To identify cell type specific targets from human brain with relevant, modulatory functions, as novel therapeutic approaches to treat neurological diseases.
Neurodegenerative diseases remain a major challenge for drug discovery. To identify new, disease modifying treatments, an integrated understanding of individual cell types, their function and how their properties change during human disease is required.
Using Nuclear Enriched Transcript Sort sequencing (NETSseq) and post-mortem human brain samples from Alzheimer’s disease (AD), Parkinson’s Disease (PD) and non-neurodegenerative disease control donors, we have produced deep transcriptomic (usually encompassing approximately 12,000 genes) profiles for glial and neuronal cell types (~60), across multiple brain structures. Machine learning methodologies were used to identify cell specific genes that can modulate specific circuits, or that change with disease.
Here, we present two clinical-stage novel therapeutic targets with specific expression in the human brain.
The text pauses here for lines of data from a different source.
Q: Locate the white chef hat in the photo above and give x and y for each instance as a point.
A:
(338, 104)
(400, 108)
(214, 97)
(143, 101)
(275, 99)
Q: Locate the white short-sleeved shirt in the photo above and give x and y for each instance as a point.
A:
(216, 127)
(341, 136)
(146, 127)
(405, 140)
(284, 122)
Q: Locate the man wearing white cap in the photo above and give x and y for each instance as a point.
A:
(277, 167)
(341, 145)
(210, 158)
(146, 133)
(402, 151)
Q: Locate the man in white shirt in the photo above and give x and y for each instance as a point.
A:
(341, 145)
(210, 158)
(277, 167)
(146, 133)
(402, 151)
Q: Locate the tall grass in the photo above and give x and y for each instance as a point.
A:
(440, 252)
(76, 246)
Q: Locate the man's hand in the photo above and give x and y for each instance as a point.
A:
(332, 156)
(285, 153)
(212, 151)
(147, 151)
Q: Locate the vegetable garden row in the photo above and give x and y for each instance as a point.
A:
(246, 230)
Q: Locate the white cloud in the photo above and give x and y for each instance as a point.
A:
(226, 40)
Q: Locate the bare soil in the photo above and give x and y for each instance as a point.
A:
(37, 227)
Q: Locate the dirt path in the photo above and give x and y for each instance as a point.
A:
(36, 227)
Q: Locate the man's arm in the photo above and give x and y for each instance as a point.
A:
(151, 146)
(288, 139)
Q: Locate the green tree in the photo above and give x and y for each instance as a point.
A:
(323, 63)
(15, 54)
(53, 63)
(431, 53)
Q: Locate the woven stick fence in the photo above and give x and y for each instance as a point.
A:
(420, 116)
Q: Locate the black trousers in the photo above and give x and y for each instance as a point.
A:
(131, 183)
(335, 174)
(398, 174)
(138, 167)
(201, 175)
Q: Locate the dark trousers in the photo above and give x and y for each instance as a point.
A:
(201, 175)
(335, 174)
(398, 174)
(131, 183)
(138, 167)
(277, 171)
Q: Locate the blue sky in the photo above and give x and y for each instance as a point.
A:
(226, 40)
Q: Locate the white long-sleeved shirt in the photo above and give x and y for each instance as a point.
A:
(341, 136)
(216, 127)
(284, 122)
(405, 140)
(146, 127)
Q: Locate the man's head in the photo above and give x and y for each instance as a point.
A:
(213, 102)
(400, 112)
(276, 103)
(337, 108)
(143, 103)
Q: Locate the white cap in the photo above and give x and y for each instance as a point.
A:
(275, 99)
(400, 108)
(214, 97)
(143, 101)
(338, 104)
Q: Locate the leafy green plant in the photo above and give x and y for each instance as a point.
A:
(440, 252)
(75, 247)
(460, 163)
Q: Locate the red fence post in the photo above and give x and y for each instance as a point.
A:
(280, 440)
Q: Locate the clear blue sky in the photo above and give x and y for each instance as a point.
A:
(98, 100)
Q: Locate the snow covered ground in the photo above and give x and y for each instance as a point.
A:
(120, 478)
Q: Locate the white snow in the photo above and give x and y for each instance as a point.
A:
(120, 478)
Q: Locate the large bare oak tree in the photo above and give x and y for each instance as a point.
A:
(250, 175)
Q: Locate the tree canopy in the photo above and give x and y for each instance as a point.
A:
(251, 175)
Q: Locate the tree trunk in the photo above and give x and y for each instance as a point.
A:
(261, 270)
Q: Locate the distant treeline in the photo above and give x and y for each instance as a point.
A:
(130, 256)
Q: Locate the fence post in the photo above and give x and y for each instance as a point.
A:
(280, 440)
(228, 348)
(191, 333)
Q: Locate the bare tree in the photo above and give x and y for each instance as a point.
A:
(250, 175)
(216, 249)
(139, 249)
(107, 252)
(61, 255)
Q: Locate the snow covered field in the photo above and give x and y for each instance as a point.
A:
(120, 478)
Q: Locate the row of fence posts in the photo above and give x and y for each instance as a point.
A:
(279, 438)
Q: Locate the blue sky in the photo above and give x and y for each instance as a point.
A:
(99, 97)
Assessment of striatal tissues revealed the specific expression of the orphan G-protein coupled receptor (GPCR), GPR6, in the dopamine receptor (DRD2) expressing indirect median spiny neurons. Based on the highly specific localisation and the biological function of GPR6 in models of PD, we developed solengepras (CVN424), which in a Phase 2 study was demonstrated to be generally well-tolerated and provided clinically meaningful activity in PD (Brice et al 2022/2024).
Assessment of cortical substructures from AD donors identified that the 2-pore potassium channel KCNK13 is specifically expressed in microglia and increases with disease progression. KCNK13 is a novel modulator of the NLRP3-inflammasome proinflammatory response pathway and attenuates the inflammation seen across neurodegenerative diseases. These findings led us to develop CVN293, an investigational inhibitor of KCNK13 (Burli et al 2024) which recently completed its Phase 1 study.